For AVX2 we use such optimizations a lot.
For AVX512 currently we do not apply a lot of such optimizations. It potentially could decrease performance of other system parts.
Latest Intel processors like Rocket Lake and Ice Lake fix this issue. We can detect such processors in runtime and then use optimizations.
https://stackoverflow.com/questions/56852812/simd-instructions-lowering-cpu-frequency
We have AVX, AVX2, AVX512 pull requests that periodically build ClickHouse to check if there are some places to improve.
https://github.com/ClickHouse/ClickHouse/pull/34071
1. CI/CD infrastructure, especially performance tests, must be the core component of a high performance system.

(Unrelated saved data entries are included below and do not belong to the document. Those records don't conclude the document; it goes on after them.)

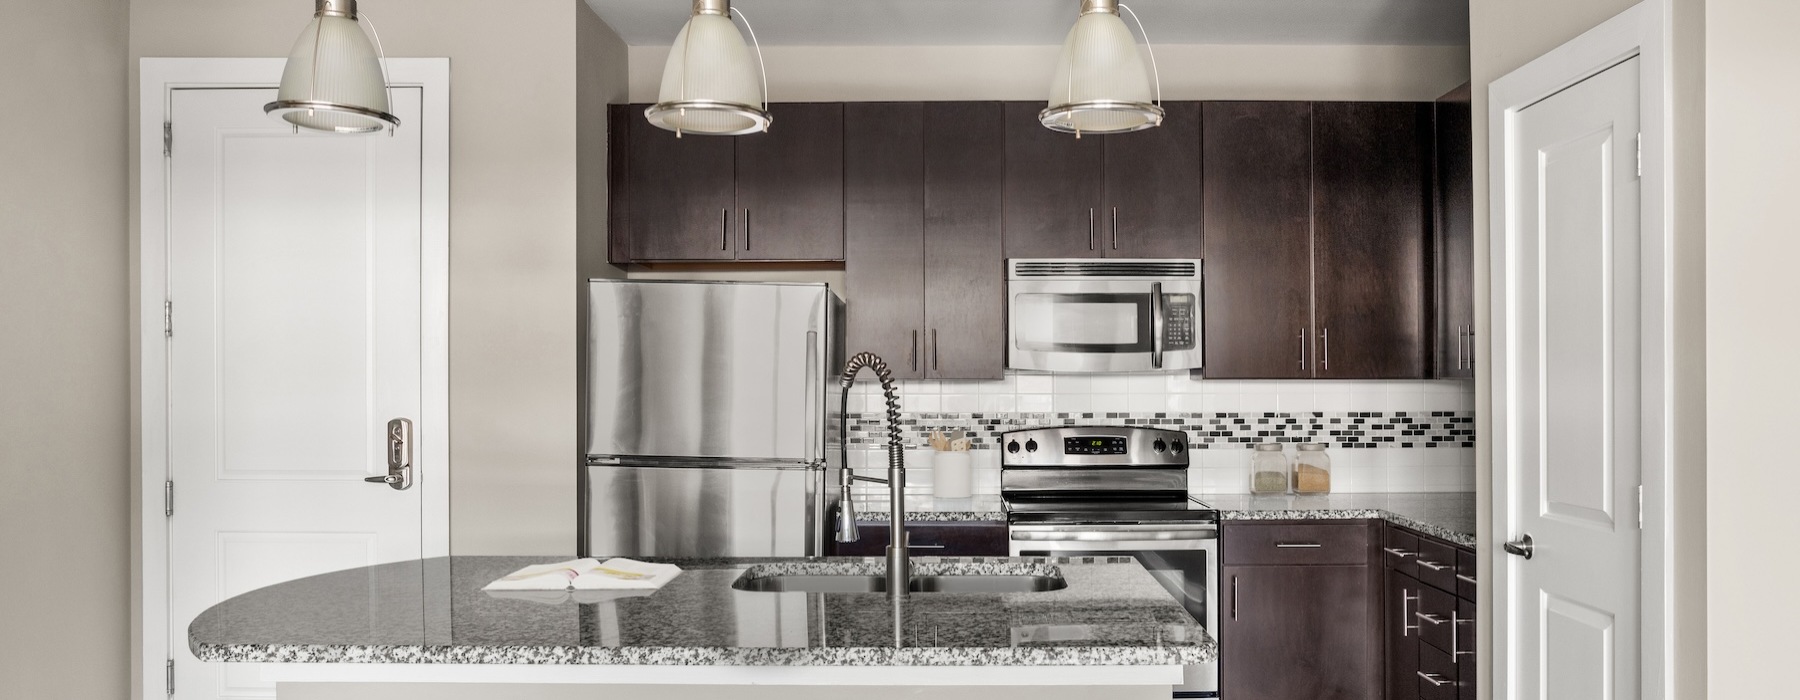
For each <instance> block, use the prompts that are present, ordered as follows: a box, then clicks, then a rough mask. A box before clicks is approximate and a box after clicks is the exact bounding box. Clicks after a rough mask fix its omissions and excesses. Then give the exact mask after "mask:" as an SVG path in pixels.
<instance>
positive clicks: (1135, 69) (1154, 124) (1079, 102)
mask: <svg viewBox="0 0 1800 700" xmlns="http://www.w3.org/2000/svg"><path fill="white" fill-rule="evenodd" d="M1080 2H1082V14H1080V18H1076V20H1075V27H1073V29H1069V38H1067V40H1064V41H1062V56H1060V58H1058V59H1057V72H1055V76H1051V79H1049V106H1048V108H1046V110H1044V112H1039V115H1037V119H1039V121H1040V122H1044V126H1046V128H1049V130H1055V131H1064V133H1073V135H1075V137H1076V139H1080V137H1082V133H1123V131H1138V130H1148V128H1154V126H1161V124H1163V106H1161V104H1163V79H1161V76H1157V74H1156V52H1154V50H1152V52H1150V70H1148V72H1147V70H1143V58H1141V56H1139V54H1138V41H1136V40H1134V38H1132V36H1130V29H1129V27H1125V20H1121V18H1120V9H1121V7H1123V9H1125V11H1127V13H1130V7H1125V5H1123V4H1120V2H1118V0H1080ZM1130 18H1132V22H1138V13H1130ZM1138 32H1143V22H1138ZM1148 47H1150V38H1148V36H1145V49H1148Z"/></svg>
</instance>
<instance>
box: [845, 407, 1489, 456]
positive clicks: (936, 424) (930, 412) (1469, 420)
mask: <svg viewBox="0 0 1800 700" xmlns="http://www.w3.org/2000/svg"><path fill="white" fill-rule="evenodd" d="M900 423H902V428H904V434H905V439H907V446H913V448H923V446H929V443H927V437H929V435H931V432H932V430H943V432H947V434H950V437H952V439H954V437H970V443H972V446H974V448H976V450H994V448H997V446H999V437H1001V434H1004V432H1012V430H1022V428H1057V426H1069V425H1139V426H1147V428H1165V430H1183V432H1186V434H1188V446H1190V448H1193V450H1231V448H1249V446H1253V444H1256V443H1327V444H1330V446H1332V448H1458V446H1462V448H1472V446H1474V412H1471V410H1395V412H1366V410H1357V412H1285V414H1283V412H1258V414H1199V412H1154V414H1091V412H1084V414H943V412H914V414H902V417H900ZM886 441H887V428H886V417H884V414H878V412H864V414H850V444H851V446H857V444H862V446H866V448H878V446H882V444H886Z"/></svg>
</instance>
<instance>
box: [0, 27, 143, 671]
mask: <svg viewBox="0 0 1800 700" xmlns="http://www.w3.org/2000/svg"><path fill="white" fill-rule="evenodd" d="M124 36H126V5H124V2H122V0H65V2H7V4H0V67H4V68H0V92H4V94H5V95H7V103H9V106H11V108H7V110H0V329H4V331H0V561H5V565H4V569H5V572H7V574H5V576H0V698H119V696H124V695H126V684H128V662H126V653H128V648H130V646H128V644H130V632H131V630H130V615H128V610H130V608H128V594H130V588H128V578H126V574H128V570H126V567H124V561H128V558H130V545H128V533H130V527H128V513H130V500H128V498H130V497H128V493H130V488H128V484H130V471H128V464H130V457H128V455H130V435H128V432H126V425H128V421H126V417H128V412H126V407H128V396H130V389H128V387H130V383H128V367H130V365H128V340H126V236H124V232H126V218H124V212H126V180H124V167H126V162H124V153H126V142H124V139H126V119H124V92H126V70H124V67H126V59H124ZM29 106H36V108H29ZM72 565H74V567H77V569H85V570H88V572H92V576H68V574H67V572H68V570H70V569H68V567H72ZM56 572H65V574H61V576H59V574H56ZM85 659H101V660H104V662H103V664H86V662H83V660H85Z"/></svg>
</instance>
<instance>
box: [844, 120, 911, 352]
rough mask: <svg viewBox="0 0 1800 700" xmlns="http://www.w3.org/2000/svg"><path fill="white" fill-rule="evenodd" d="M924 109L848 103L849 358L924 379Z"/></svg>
mask: <svg viewBox="0 0 1800 700" xmlns="http://www.w3.org/2000/svg"><path fill="white" fill-rule="evenodd" d="M923 137H925V108H923V104H918V103H911V104H882V103H851V104H844V283H846V288H848V292H850V302H848V304H850V310H848V317H850V319H848V329H846V331H848V342H850V347H846V349H848V351H850V353H862V351H868V353H875V354H880V356H882V358H886V360H887V367H889V369H891V371H893V374H895V376H896V378H905V380H916V378H922V376H923V362H922V356H923V353H922V344H923V340H925V338H923V337H922V335H923V329H925V140H923Z"/></svg>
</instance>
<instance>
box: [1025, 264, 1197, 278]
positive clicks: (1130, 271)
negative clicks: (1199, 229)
mask: <svg viewBox="0 0 1800 700" xmlns="http://www.w3.org/2000/svg"><path fill="white" fill-rule="evenodd" d="M1013 277H1197V272H1195V265H1193V263H1159V261H1134V263H1125V261H1021V263H1013Z"/></svg>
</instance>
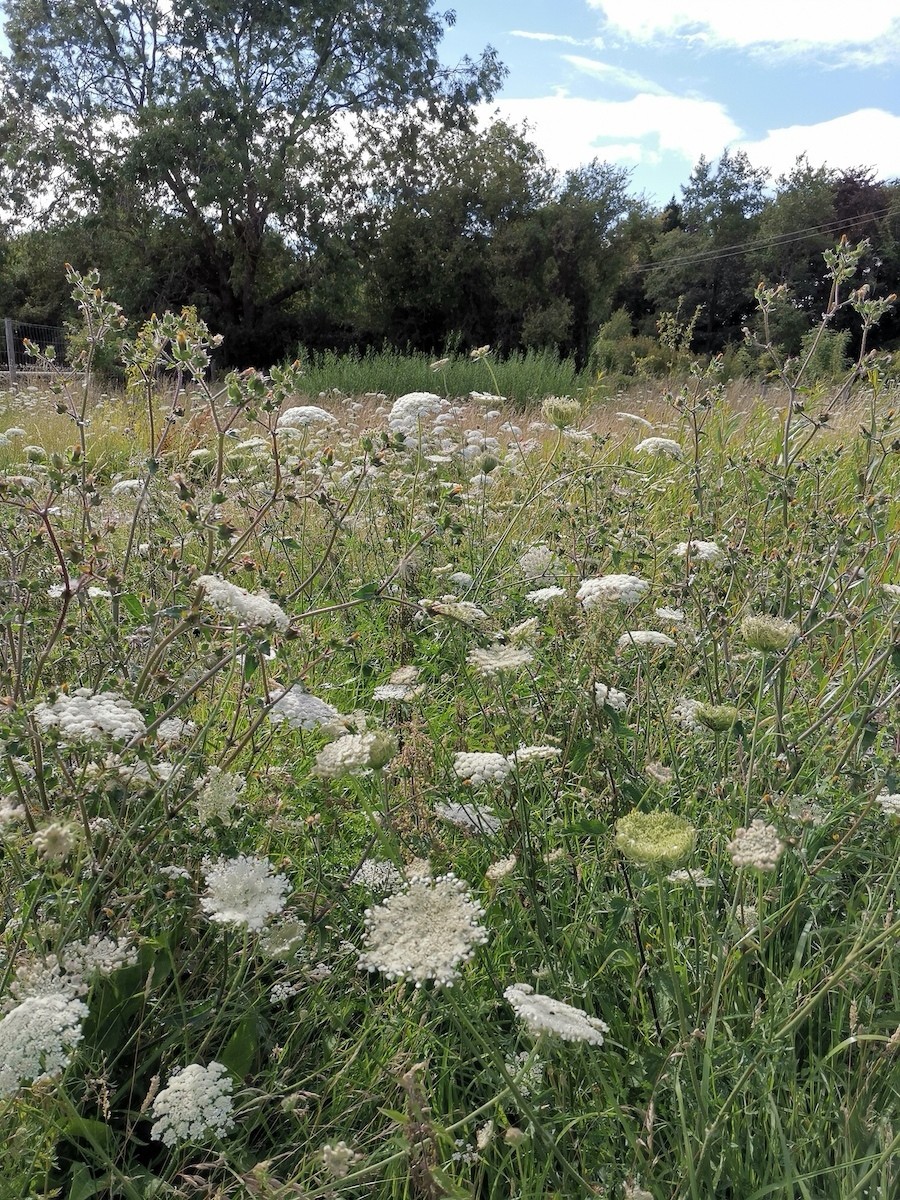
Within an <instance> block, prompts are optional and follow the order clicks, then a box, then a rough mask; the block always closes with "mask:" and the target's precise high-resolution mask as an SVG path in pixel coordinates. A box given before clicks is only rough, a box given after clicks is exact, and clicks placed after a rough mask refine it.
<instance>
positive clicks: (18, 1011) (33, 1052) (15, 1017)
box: [0, 994, 88, 1099]
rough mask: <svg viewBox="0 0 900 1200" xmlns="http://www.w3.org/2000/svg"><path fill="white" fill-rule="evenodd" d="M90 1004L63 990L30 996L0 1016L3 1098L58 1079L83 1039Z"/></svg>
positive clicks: (0, 1086) (13, 1094)
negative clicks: (1, 1018) (42, 994)
mask: <svg viewBox="0 0 900 1200" xmlns="http://www.w3.org/2000/svg"><path fill="white" fill-rule="evenodd" d="M86 1015H88V1006H86V1004H85V1003H83V1001H80V1000H78V998H77V997H76V996H66V995H61V994H55V995H46V996H43V995H41V996H29V997H28V998H26V1000H23V1002H22V1003H20V1004H17V1006H16V1008H13V1009H11V1010H10V1012H8V1013H7V1014H6V1015H5V1016H4V1018H2V1020H0V1099H7V1098H8V1097H11V1096H14V1094H16V1093H17V1092H18V1090H19V1088H20V1087H22V1086H23V1085H24V1084H38V1082H43V1081H44V1080H50V1079H56V1076H58V1075H60V1074H61V1073H62V1072H64V1069H65V1068H66V1067H67V1066H68V1063H70V1061H71V1057H70V1051H71V1050H72V1049H74V1046H77V1045H78V1043H79V1042H80V1040H82V1037H83V1036H84V1034H83V1030H82V1024H83V1021H84V1019H85V1018H86Z"/></svg>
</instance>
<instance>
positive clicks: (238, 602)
mask: <svg viewBox="0 0 900 1200" xmlns="http://www.w3.org/2000/svg"><path fill="white" fill-rule="evenodd" d="M197 584H198V587H200V588H202V589H203V594H204V596H205V598H206V600H208V601H209V604H210V605H211V606H212V607H214V608H215V610H216V611H217V612H221V613H222V614H223V616H226V617H232V618H234V620H236V622H238V624H240V625H244V626H246V628H248V629H264V628H265V626H266V625H274V626H275V628H276V629H278V630H282V631H283V630H286V629H287V628H288V625H289V624H290V618H289V617H288V614H287V613H286V612H284V610H283V608H282V607H280V606H278V605H277V604H275V601H274V600H270V599H269V596H268V595H264V594H263V593H262V592H257V593H253V592H247V589H246V588H241V587H239V586H238V584H236V583H229V582H228V580H223V578H222V577H221V576H218V575H200V576H199V577H198V580H197Z"/></svg>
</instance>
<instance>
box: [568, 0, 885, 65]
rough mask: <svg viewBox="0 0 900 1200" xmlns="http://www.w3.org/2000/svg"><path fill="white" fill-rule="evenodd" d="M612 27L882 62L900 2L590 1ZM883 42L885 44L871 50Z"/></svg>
mask: <svg viewBox="0 0 900 1200" xmlns="http://www.w3.org/2000/svg"><path fill="white" fill-rule="evenodd" d="M588 4H589V5H590V7H592V8H599V10H600V11H601V12H602V14H604V16H605V17H606V19H607V20H608V23H610V24H611V25H612V26H614V28H616V29H617V30H619V31H620V32H623V34H626V35H628V36H629V37H634V38H637V40H640V41H647V40H650V38H654V37H667V36H668V37H685V36H694V37H698V38H700V40H702V41H706V42H709V43H712V44H716V46H732V47H739V48H755V47H756V48H758V47H775V46H776V47H780V48H782V49H797V50H805V49H814V48H815V49H826V48H827V49H832V50H836V52H839V53H840V52H845V50H848V49H851V48H852V47H860V46H864V47H866V48H868V49H869V50H871V52H876V53H877V50H878V49H881V50H882V55H881V56H882V60H883V59H884V58H888V56H889V55H890V54H892V53H895V52H896V50H898V48H899V47H900V13H899V12H898V0H864V2H863V4H857V5H854V6H852V8H851V7H848V6H847V2H846V0H816V2H815V4H810V2H805V4H802V2H799V0H754V2H752V4H736V2H728V0H588ZM874 42H880V43H881V46H880V47H878V46H875V47H874V46H872V43H874Z"/></svg>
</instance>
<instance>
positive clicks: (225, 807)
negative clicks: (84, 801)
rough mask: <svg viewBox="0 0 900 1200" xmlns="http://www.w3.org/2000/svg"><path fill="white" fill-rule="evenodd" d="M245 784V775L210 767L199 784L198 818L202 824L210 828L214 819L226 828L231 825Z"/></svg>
mask: <svg viewBox="0 0 900 1200" xmlns="http://www.w3.org/2000/svg"><path fill="white" fill-rule="evenodd" d="M245 784H246V780H245V778H244V775H234V774H232V773H230V772H227V770H222V769H221V767H210V768H209V770H208V772H206V774H205V775H204V776H203V779H202V780H199V782H198V784H197V816H198V817H199V818H200V824H202V826H204V827H209V826H210V824H211V823H212V821H214V818H215V820H217V821H221V822H222V824H224V826H228V824H230V823H232V815H233V811H234V809H235V808H238V805H239V804H240V793H241V792H242V791H244V786H245Z"/></svg>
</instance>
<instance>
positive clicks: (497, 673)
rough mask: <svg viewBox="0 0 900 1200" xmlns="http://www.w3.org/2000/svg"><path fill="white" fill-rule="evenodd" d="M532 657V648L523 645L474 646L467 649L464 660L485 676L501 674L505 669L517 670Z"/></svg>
mask: <svg viewBox="0 0 900 1200" xmlns="http://www.w3.org/2000/svg"><path fill="white" fill-rule="evenodd" d="M533 659H534V654H533V653H532V650H529V649H527V647H523V646H500V644H496V646H488V647H481V646H475V647H473V649H470V650H469V653H468V655H467V656H466V661H467V662H468V664H469V666H470V667H474V668H475V671H478V673H479V674H480V676H482V677H485V678H491V677H493V676H497V674H503V672H505V671H518V670H521V668H522V667H527V666H528V664H529V662H532V661H533Z"/></svg>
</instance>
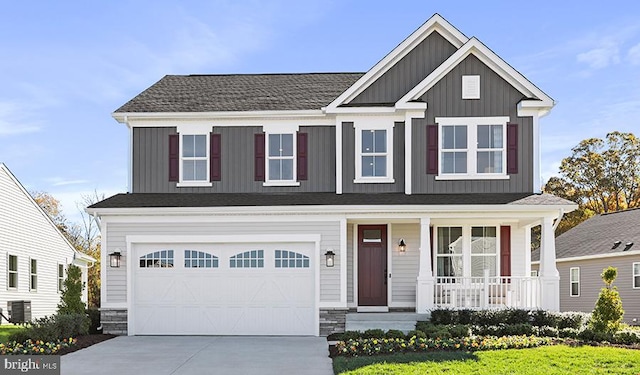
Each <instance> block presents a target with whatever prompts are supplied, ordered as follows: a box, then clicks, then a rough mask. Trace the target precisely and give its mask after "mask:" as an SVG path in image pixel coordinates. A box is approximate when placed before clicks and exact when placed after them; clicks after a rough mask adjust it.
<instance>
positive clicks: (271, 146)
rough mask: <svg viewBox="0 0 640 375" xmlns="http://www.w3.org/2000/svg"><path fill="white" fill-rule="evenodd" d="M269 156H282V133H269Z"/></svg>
mask: <svg viewBox="0 0 640 375" xmlns="http://www.w3.org/2000/svg"><path fill="white" fill-rule="evenodd" d="M269 156H280V134H269Z"/></svg>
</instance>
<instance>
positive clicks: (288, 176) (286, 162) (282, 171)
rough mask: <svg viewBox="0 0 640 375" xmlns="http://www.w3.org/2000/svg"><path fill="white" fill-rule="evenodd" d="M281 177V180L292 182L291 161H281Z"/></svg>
mask: <svg viewBox="0 0 640 375" xmlns="http://www.w3.org/2000/svg"><path fill="white" fill-rule="evenodd" d="M281 162H282V167H281V168H282V176H281V177H280V179H281V180H293V159H286V160H281Z"/></svg>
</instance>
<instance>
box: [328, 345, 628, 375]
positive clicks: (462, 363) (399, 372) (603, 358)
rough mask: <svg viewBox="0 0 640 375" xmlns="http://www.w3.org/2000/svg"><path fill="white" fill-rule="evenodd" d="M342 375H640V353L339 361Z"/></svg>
mask: <svg viewBox="0 0 640 375" xmlns="http://www.w3.org/2000/svg"><path fill="white" fill-rule="evenodd" d="M333 368H334V371H335V373H336V374H344V375H356V374H362V375H371V374H391V375H394V374H395V375H398V374H421V375H422V374H452V375H453V374H455V375H459V374H460V375H465V374H474V375H485V374H486V375H500V374H522V375H529V374H531V375H537V374H544V375H556V374H558V375H560V374H562V375H564V374H581V375H591V374H623V375H624V374H630V375H638V374H640V350H632V349H620V348H611V347H591V346H581V347H575V348H573V347H568V346H564V345H556V346H544V347H539V348H532V349H508V350H495V351H485V352H474V353H468V352H431V353H406V354H393V355H385V356H372V357H356V358H348V357H337V358H334V360H333Z"/></svg>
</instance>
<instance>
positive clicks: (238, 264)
mask: <svg viewBox="0 0 640 375" xmlns="http://www.w3.org/2000/svg"><path fill="white" fill-rule="evenodd" d="M229 267H231V268H264V250H251V251H245V252H244V253H239V254H236V255H234V256H232V257H231V259H229Z"/></svg>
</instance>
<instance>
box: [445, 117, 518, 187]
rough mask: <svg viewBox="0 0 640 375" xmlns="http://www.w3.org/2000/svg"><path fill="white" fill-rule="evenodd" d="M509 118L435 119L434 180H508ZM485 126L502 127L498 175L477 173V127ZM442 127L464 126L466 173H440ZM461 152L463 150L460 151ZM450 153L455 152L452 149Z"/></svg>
mask: <svg viewBox="0 0 640 375" xmlns="http://www.w3.org/2000/svg"><path fill="white" fill-rule="evenodd" d="M509 120H510V119H509V116H495V117H436V118H435V121H436V123H437V124H438V134H439V137H438V138H439V139H438V175H437V176H436V177H435V179H436V180H495V179H500V180H506V179H509V175H508V174H507V124H508V123H509ZM486 125H501V126H502V148H501V149H502V151H501V152H502V172H500V173H479V172H478V170H477V169H478V168H477V158H478V152H480V151H481V149H479V148H478V146H477V145H478V140H477V139H478V127H479V126H486ZM443 126H466V128H467V148H466V149H464V152H466V153H467V173H443V172H442V161H443V158H442V154H443V152H445V150H444V149H443V148H442V142H443V140H444V132H443V130H442V127H443ZM460 150H463V149H460ZM487 150H488V151H497V149H487ZM452 151H456V150H455V149H453V150H452Z"/></svg>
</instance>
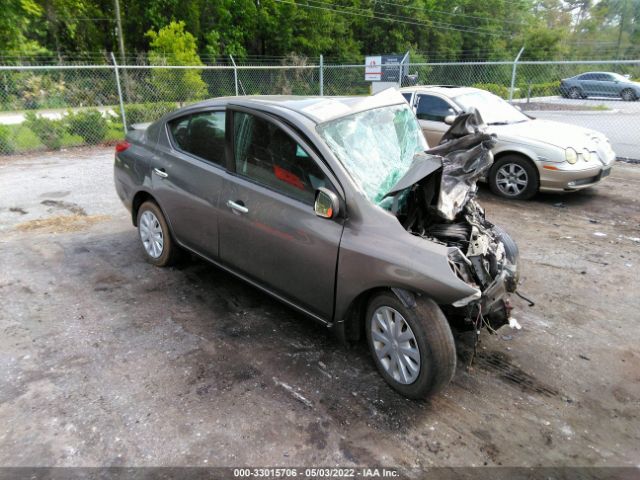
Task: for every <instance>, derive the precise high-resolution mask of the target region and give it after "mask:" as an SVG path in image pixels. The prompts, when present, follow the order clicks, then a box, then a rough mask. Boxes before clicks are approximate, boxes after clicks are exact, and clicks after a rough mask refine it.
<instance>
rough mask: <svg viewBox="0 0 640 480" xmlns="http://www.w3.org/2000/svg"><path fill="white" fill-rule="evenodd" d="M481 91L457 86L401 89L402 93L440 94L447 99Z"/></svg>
mask: <svg viewBox="0 0 640 480" xmlns="http://www.w3.org/2000/svg"><path fill="white" fill-rule="evenodd" d="M478 91H480V89H479V88H473V87H459V86H457V85H415V86H413V87H404V88H401V89H400V93H408V92H429V93H439V94H440V95H443V96H445V97H457V96H458V95H464V94H465V93H472V92H478Z"/></svg>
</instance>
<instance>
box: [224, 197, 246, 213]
mask: <svg viewBox="0 0 640 480" xmlns="http://www.w3.org/2000/svg"><path fill="white" fill-rule="evenodd" d="M227 207H229V208H230V209H231V210H233V211H235V212H238V213H249V209H248V208H247V207H245V206H244V205H241V204H239V203H236V202H234V201H233V200H228V201H227Z"/></svg>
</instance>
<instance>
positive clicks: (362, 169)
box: [318, 104, 428, 203]
mask: <svg viewBox="0 0 640 480" xmlns="http://www.w3.org/2000/svg"><path fill="white" fill-rule="evenodd" d="M318 132H319V133H320V136H322V138H323V139H324V140H325V142H327V144H328V145H329V148H331V150H332V151H333V153H334V154H335V155H336V157H338V159H339V160H340V161H341V162H342V164H343V165H344V167H345V168H346V170H347V171H348V172H349V173H350V174H351V176H352V177H353V178H354V180H355V181H356V183H357V184H358V185H359V186H360V187H361V188H362V190H364V192H365V193H366V195H367V197H369V199H370V200H371V201H373V202H375V203H378V202H380V200H382V199H383V198H384V195H385V194H386V193H387V192H388V191H389V190H390V189H391V187H393V186H394V185H395V184H396V182H397V181H398V180H399V179H400V178H401V177H402V176H403V175H404V174H405V173H406V172H407V170H408V169H409V167H410V166H411V163H412V161H413V157H414V155H415V154H416V153H419V152H424V151H425V150H426V149H427V148H428V147H427V143H426V141H425V139H424V136H423V135H422V131H421V130H420V125H418V122H417V120H416V117H415V115H414V114H413V112H412V111H411V108H410V107H409V105H407V104H403V105H392V106H387V107H381V108H375V109H373V110H367V111H365V112H360V113H356V114H353V115H349V116H348V117H343V118H339V119H337V120H333V121H331V122H327V123H325V124H322V125H319V126H318Z"/></svg>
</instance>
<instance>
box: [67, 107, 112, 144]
mask: <svg viewBox="0 0 640 480" xmlns="http://www.w3.org/2000/svg"><path fill="white" fill-rule="evenodd" d="M66 121H67V130H68V131H69V133H71V134H72V135H79V136H80V137H82V139H83V140H84V141H85V142H86V143H88V144H90V145H95V144H96V143H100V142H102V141H103V140H104V138H105V137H106V135H107V130H108V123H107V119H106V118H104V117H103V116H102V114H101V113H100V112H99V111H98V110H96V109H90V110H83V111H80V112H78V113H75V114H74V113H72V112H69V115H68V116H67V118H66Z"/></svg>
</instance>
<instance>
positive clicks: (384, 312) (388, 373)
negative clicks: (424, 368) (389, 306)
mask: <svg viewBox="0 0 640 480" xmlns="http://www.w3.org/2000/svg"><path fill="white" fill-rule="evenodd" d="M371 338H372V340H373V349H374V351H375V354H376V356H377V358H378V360H379V361H380V364H381V365H382V367H383V368H384V370H385V371H386V373H387V374H389V375H390V376H391V377H392V378H393V379H394V380H395V381H396V382H398V383H401V384H404V385H408V384H411V383H413V382H415V381H416V379H417V378H418V375H419V374H420V350H419V349H418V343H417V341H416V337H415V335H414V334H413V331H412V330H411V327H410V326H409V324H408V323H407V321H406V320H405V318H404V317H403V316H402V315H401V314H400V312H398V311H397V310H395V309H393V308H391V307H387V306H382V307H379V308H377V309H376V310H375V312H373V318H372V319H371Z"/></svg>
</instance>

2. Without deep introspection it is hard to investigate issues with performance.
3. For high performance systems interfaces must be determined by algorithms.
4. Add specializations for special cases.
5. Tune your performance using low-level techniques (Data layout, JIT compilation, Dynamic Dispatch).